December 19, 2012 at 9:08 am
A procedure that has worked for year had just stopped working the other day and I have narrowed down the issue to an update over linked server although I have not yet found why it has stopped working.
This is an example of the failing statement (real statement has many more joins on both remote and local dbs). Procedure works fine in development so I am not too concerned about the logic.
UPDATE a
SET a.enddate = GETDATE()
FROM [SERVER].[database].[dbo].
AS a
WHERE NOT EXISTS(SELECT * FROM [localdb].[dbo].
AS b
INNER JOIN [localdb].[dbo].[table2] AS c
ON b.id = c.id AND a.key = c.id)
The error returned to SSMS is:
OLE DB provider "SQLNCLI10" for linked server "SERVER" returned message "Communication link failure".
Msg 10054, Level 16, State 1, Line 0
TCP Provider: An existing connection was forcibly closed by the remote host.
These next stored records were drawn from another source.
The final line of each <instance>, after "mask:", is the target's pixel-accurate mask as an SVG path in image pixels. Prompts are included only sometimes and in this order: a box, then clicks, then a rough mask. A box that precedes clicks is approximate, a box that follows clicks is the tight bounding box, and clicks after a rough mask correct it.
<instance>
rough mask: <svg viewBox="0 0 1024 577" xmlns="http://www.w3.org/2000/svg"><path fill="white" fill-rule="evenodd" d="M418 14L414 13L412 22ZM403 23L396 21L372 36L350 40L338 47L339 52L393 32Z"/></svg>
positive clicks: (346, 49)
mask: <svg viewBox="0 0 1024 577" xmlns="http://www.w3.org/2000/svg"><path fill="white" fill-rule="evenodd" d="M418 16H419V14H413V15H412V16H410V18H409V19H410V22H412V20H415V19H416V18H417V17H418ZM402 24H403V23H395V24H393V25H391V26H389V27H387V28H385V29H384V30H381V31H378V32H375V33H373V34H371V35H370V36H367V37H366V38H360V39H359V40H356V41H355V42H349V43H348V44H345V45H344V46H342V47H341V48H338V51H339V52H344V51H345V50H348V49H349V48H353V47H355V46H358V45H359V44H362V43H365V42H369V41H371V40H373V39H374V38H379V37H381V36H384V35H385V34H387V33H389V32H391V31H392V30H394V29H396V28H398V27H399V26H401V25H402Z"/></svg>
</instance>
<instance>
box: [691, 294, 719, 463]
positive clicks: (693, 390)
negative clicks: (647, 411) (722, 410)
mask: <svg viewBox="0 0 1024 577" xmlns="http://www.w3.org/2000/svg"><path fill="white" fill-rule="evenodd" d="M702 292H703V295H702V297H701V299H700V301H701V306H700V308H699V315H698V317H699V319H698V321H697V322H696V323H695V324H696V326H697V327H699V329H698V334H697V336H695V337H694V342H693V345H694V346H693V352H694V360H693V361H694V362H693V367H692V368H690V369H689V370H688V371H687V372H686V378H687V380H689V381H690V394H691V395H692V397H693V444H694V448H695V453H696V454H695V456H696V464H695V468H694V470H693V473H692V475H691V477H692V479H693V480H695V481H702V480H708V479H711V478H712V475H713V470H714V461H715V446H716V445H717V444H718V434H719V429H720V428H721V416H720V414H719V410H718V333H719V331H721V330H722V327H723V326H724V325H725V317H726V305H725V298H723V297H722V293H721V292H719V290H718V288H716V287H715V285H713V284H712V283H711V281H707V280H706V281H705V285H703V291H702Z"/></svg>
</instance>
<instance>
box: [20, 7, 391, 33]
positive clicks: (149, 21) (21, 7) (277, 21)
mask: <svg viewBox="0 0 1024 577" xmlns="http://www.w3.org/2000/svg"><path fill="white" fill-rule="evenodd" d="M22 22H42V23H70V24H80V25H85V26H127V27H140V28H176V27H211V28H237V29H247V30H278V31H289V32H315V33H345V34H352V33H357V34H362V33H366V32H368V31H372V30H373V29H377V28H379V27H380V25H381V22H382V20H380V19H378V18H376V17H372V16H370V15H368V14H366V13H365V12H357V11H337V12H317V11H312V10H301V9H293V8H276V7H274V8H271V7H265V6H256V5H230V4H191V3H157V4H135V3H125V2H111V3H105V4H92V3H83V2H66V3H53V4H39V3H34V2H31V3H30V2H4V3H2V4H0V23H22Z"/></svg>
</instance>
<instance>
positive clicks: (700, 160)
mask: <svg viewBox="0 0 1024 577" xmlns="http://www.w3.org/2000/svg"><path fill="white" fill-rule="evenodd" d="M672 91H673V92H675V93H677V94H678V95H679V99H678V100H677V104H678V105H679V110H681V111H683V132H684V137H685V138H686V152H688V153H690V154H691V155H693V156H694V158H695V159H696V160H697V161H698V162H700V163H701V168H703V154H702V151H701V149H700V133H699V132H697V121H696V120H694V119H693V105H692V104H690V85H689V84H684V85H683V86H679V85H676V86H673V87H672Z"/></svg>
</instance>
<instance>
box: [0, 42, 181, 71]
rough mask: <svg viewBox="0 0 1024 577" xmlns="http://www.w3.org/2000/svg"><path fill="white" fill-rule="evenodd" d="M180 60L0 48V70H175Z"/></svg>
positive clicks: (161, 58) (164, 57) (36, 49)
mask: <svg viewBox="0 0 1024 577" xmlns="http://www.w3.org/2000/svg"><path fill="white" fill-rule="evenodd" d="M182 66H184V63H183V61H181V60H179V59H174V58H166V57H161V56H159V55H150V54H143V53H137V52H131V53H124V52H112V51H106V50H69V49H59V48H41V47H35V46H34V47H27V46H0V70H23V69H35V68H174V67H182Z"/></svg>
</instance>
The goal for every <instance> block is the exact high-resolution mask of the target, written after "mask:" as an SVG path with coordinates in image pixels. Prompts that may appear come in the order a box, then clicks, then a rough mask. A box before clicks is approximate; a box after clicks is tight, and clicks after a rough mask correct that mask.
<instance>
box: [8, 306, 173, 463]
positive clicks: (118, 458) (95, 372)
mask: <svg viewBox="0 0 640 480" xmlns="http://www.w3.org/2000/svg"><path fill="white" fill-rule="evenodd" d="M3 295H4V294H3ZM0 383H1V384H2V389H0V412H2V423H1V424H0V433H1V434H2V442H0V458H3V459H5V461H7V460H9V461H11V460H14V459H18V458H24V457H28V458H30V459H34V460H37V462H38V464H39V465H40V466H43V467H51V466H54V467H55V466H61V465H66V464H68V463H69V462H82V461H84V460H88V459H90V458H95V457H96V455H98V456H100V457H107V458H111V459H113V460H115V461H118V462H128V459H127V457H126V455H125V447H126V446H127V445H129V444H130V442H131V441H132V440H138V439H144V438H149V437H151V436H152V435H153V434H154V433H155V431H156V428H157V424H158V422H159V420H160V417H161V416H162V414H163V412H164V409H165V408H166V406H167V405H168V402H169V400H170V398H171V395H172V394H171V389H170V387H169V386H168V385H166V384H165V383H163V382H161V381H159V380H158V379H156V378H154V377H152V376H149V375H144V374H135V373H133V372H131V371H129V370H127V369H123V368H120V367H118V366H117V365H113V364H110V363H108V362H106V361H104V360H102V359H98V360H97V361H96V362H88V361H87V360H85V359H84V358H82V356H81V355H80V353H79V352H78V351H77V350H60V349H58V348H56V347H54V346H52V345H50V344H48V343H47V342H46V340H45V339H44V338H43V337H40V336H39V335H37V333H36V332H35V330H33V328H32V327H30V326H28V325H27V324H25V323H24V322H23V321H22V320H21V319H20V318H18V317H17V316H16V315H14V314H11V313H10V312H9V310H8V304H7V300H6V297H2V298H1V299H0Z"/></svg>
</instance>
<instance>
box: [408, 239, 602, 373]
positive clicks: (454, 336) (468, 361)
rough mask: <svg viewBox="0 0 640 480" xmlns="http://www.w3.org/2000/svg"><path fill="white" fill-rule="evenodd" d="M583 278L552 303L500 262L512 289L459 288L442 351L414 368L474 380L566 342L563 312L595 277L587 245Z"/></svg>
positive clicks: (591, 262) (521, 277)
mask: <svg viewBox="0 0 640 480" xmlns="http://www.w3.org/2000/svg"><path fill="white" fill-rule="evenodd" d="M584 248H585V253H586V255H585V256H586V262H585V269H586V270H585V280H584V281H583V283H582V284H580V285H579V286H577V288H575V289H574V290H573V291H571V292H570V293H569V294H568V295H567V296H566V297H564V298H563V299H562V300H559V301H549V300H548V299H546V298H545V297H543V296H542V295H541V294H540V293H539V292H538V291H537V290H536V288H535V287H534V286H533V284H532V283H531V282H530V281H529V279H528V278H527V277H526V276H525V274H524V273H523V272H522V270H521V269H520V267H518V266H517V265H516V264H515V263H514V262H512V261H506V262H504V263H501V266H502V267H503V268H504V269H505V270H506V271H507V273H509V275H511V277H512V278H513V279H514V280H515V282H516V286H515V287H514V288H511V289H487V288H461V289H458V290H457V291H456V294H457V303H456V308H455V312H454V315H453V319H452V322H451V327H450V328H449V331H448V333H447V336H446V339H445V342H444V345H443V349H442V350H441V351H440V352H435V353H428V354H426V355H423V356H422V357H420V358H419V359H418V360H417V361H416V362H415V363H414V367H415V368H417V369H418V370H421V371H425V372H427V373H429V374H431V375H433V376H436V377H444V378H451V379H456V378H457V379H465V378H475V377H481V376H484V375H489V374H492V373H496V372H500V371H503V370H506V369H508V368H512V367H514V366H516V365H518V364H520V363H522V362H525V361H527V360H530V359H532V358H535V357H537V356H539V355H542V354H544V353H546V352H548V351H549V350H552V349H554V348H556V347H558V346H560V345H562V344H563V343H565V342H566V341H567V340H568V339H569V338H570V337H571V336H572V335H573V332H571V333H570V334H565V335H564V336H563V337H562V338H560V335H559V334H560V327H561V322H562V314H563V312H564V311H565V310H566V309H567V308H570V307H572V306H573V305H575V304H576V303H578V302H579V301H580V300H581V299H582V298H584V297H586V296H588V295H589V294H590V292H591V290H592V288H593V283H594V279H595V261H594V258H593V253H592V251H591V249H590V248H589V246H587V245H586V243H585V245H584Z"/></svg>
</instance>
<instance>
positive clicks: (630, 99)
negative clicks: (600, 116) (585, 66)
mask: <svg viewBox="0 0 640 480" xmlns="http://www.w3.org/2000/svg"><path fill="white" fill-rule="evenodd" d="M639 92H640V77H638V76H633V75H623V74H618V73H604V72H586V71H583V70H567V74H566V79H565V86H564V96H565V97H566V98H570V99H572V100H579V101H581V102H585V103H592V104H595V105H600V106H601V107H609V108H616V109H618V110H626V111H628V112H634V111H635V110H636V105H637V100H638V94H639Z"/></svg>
and the error in the log is:
Error: 7393, Severity: 16, State: 1.
The OLE DB provider "SQLNCLI10" for linked server "SERVER" reported an error 0x8000FFFF aborting the current transaction.
I ran a profiler trace on the remote server while executing the statement and it seem to evaluate this part of the join a.key = c.id then stop without any wait locks or blocks. On the local server the statement is waiting on OLEDB. I have even ran a packet capture on the source without any indication of why it is failing.
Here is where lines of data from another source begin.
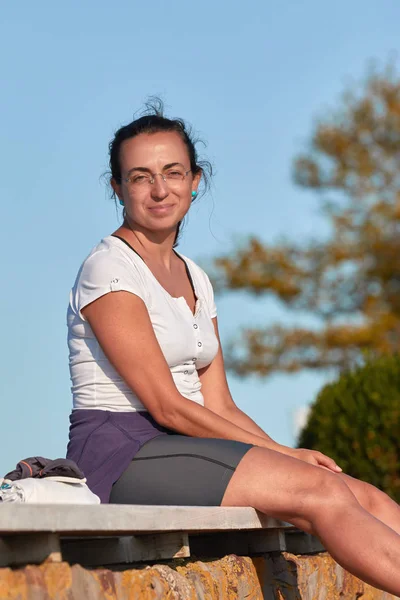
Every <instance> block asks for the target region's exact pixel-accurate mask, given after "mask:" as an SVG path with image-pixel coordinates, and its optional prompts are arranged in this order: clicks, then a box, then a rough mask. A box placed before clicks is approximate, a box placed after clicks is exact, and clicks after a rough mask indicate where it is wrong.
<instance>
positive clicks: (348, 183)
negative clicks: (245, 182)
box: [214, 69, 400, 375]
mask: <svg viewBox="0 0 400 600" xmlns="http://www.w3.org/2000/svg"><path fill="white" fill-rule="evenodd" d="M294 178H295V181H296V182H297V184H298V185H300V186H302V187H304V188H307V189H311V190H315V192H316V193H318V194H319V197H320V198H321V204H322V211H323V214H324V216H325V217H326V219H327V222H328V223H329V225H330V228H329V230H330V234H329V235H328V237H327V238H326V239H323V240H318V241H315V240H309V241H305V242H304V243H296V242H293V243H292V242H283V243H280V244H275V245H273V244H265V243H263V242H262V241H261V240H259V239H257V238H255V237H252V238H250V239H249V240H248V242H247V243H246V245H245V246H244V247H239V248H236V249H233V250H232V251H230V252H229V253H228V254H226V255H224V256H219V257H217V258H216V259H215V263H214V264H215V271H216V275H215V278H214V279H215V283H216V285H217V287H218V288H219V289H220V290H221V289H228V290H239V289H242V290H247V291H249V292H251V293H252V294H254V295H256V296H261V295H264V294H269V295H272V296H274V297H275V298H277V299H279V300H280V301H281V302H282V303H283V305H284V306H285V307H287V308H289V309H290V310H293V311H298V312H299V313H301V312H302V313H304V314H306V315H307V314H309V315H311V316H312V317H313V318H315V317H316V318H317V319H318V322H319V326H317V327H315V328H313V327H294V328H290V327H285V326H284V325H282V324H272V325H268V326H266V327H265V328H257V329H246V330H243V331H242V334H241V336H240V338H239V339H236V340H233V341H232V343H231V344H230V346H229V347H228V352H227V357H226V358H227V364H228V366H229V367H231V368H233V369H234V370H235V371H236V372H237V373H238V374H240V375H245V374H248V373H258V374H260V375H267V374H268V373H270V372H272V371H286V372H292V371H296V370H299V369H302V368H311V369H319V368H329V367H333V368H337V369H339V370H344V369H348V368H350V367H351V366H352V365H354V364H357V362H358V361H359V359H360V357H361V356H362V354H363V353H364V352H365V351H369V353H370V354H371V353H372V354H376V355H381V354H385V353H391V352H393V351H396V350H397V349H398V348H399V339H400V235H399V234H400V79H398V78H397V77H396V75H395V73H394V72H393V71H392V70H390V69H386V70H382V71H380V72H374V73H372V74H370V75H369V76H368V77H367V79H366V81H365V83H364V84H363V86H362V88H361V90H359V91H358V93H357V94H350V93H347V94H345V95H344V97H343V99H342V102H341V105H340V107H339V110H338V111H337V112H336V113H335V114H332V115H331V116H329V117H328V118H327V119H326V120H324V121H320V122H318V123H317V124H316V126H315V129H314V131H313V134H312V138H311V142H310V145H309V148H308V150H307V151H306V152H305V153H304V154H302V155H300V156H298V157H297V158H296V160H295V162H294Z"/></svg>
This is not executing as a distributed transaction. I thought it could be a DTC issue but DTC is not configured on the remote server.
Is there anything else I could check or monitor to identify why it is failing?
December 19, 2012 at 11:29 am
I have found the problem. The remote server is a VM and the VM was recently move to a different host and it's virtual switch was changed from being a standard switch to a distributed switch. The distributed switch is what caused the issue. Similar to another problem i had posted about (http://www.sqlservercentral.com/Forums/Topic1394090-391-1.aspx)
So it appears that Distributed switching in VMWare does not play nice with certain sql server processes.